I find myself really appreciating what LLMs can do when it comes to help with software and tech support. I am a pretty adept PC power user who is not a programmer and (until recently) has only had a modest amount of experience with GNU/Linux. However, I have started to get into self-hosting my own FOSS apps and servers (started with OpenWebUI, now Jellyfin/Sonarr via Docker compose etc). I’m also reading a book about the Linux command line and trying to decipher the wold of black magic that is networking etc myself.
I have found that LLMs can really help with comprehension and troubleshooting. That said, lately I am struggling to get good troubleshooting advice out of my LLMs. Specifically, for troubleshooting docker container setups and networking issues.
I had been using Qwen3 Coder 480b, but tried out Claude Sonnet 4 recently and both have let me down a bit. They don’t seem to think systematically when offering troubleshooting tips (Qwen at least). I was hoping Claude would be better since it is an order of magnitude more expensive on OpenRouter, but so far it has not seemed so.
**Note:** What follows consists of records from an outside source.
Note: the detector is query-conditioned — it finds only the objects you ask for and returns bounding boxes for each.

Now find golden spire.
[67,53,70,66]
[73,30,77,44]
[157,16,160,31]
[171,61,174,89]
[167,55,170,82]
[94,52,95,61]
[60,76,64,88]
So, what LLM do you use for this type of work? Any other tips for using models as a resource for troubleshooting? I have been providing access to full logs etc and being as detailed as possible and still struggling to get good advice lately. I’m not talking full vibe coding here but just trying to figure out why my docker container is throwing errors etc. Thanks!
Note: I did search and found a somewhat similar post from 6 months ago or so but it wasn’t quite as specific and because 6 months is half a lifetime in LLM development, I figured I’d post as well. Here’s the post in question in case anyone is curious to see that one.
The coder model (480B). I initially mistakenly said the 235b one but edited that. I didn’t know you could customize quant on OpenRouter (and I thought the differences between most modern 4 bit quants and 8-bit was minimal as well…) I have tried GPT OSS 120 a bunch of time and though it seems quote unquote ‘intelligent’ enough it is just too talkative and verbose for me (plus I can’t remember the last time it responded without somehow working an elaborate comparison table into the response) and it makes it too hard to parse through things.
Totally. I think OSS is outright annoying with its verbosity. A system prompt will get around that
I tried that! I literally told it to be concise and to limit its response to a certain number of words unless strictly necessary and it seemed to completely ignore both.